Foreign Secretary
- In office 23 March 1999 – 26 January 2001
- Preceded by: Mustafizur Rahman
- Succeeded by: Syed Muazzem Ali

High Commissioner of Bangladesh to India
- In office 7 April 1995 – 7 June 1999
- Preceded by: Farooq Sobhan
- Succeeded by: Mostafa Faruk Mohammad

High Commissioner of Bangladesh to Pakistan
- In office 28 February 1987 – 5 October 1991
- Preceded by: Abul Ahsan
- Succeeded by: M. Anwar Hashim

Personal details
- Born: 27 January 1942 (age 84) Dhaka, Bangladesh
- Alma mater: University of Dhaka

= C. M. Shafi Sami =

Bangladeshi diplomat

CM Shafi Sami (born 27 January 1942) is a retired Bangladeshi diplomat. He was selected as an adviser of the caretaker government of Bangladesh under President Iajuddin Ahmed and resigned after about a month with three other advisers Hasan Mashhud Chowdhury, Akbar Ali Khan and Sultana Kamal. According to Sheikh Hasina, they failed to discharge their constitutional responsibilities in the name of crackdown on corruption.

==Early life==
Sami was born on 27 January 1942 to Abdus Sami Chowdhury, a District and Sessions Court judge, and Roshan Ara Chowdhury, daughter of Khan Bahadur Abdul Hai Chowdhury. He belonged to the Chowdhuries of Bahadurpur, an Islamised branch of the Pal family of Panchakhanda.

Sami passed his matriculation from Jamalpur Government College and intermediate exam from MC College in Sylhet. He got his bachelor's and master's in physics from the University of Dhaka in 1962 and 1963 respectively. He joined Pakistan Civil Service in 1966. Prior to that he also worked at Pakistan Atomic Energy Commission (PAEC) and East Pakistan University of Engineering and Technology for a while.

==Career==
Sami was the chief coordinator of the first SAARC summit and was selected the deputy general secretary of the summit. He also worked at the Bangladesh embassy in Cairo and as the Charge-de-affairs in Paris. He also worked in the UNESCO as a residing representative. He served as Bangladesh's High Commissioner to Pakistan from February 1987 to October 1991.

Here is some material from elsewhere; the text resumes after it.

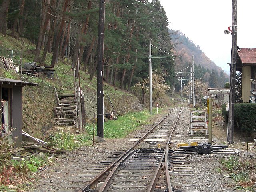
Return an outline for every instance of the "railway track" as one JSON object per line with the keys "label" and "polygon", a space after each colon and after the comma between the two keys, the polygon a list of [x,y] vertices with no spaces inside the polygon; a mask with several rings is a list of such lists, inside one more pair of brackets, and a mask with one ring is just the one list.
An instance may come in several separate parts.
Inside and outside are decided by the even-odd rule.
{"label": "railway track", "polygon": [[[82,185],[68,185],[58,192],[202,191],[198,190],[198,183],[194,178],[196,170],[191,160],[187,160],[194,155],[176,148],[177,143],[188,141],[187,138],[184,140],[180,127],[175,129],[181,111],[181,108],[173,109],[145,134],[130,139],[129,144],[110,155],[108,159],[76,176],[73,182]],[[200,141],[206,141],[205,138],[201,139]],[[198,138],[188,139],[192,142]]]}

Sami became the Bangladeshi High Commissioner to India in 1995 and remained there till 1999. During this time he played an important part in signing the Ganges Water Distribution Agreement and Chittagong Hill Tracts Peace Accord. After that, he served as the foreign secretary till 2001. During the caretaker government of 2001, he became the chief foreign secretary. Besides he was a member of the International Civil Service Commission of the United Nations. He also led Bangladeshi correspondents in UN, NAM, OIC and other international conferences.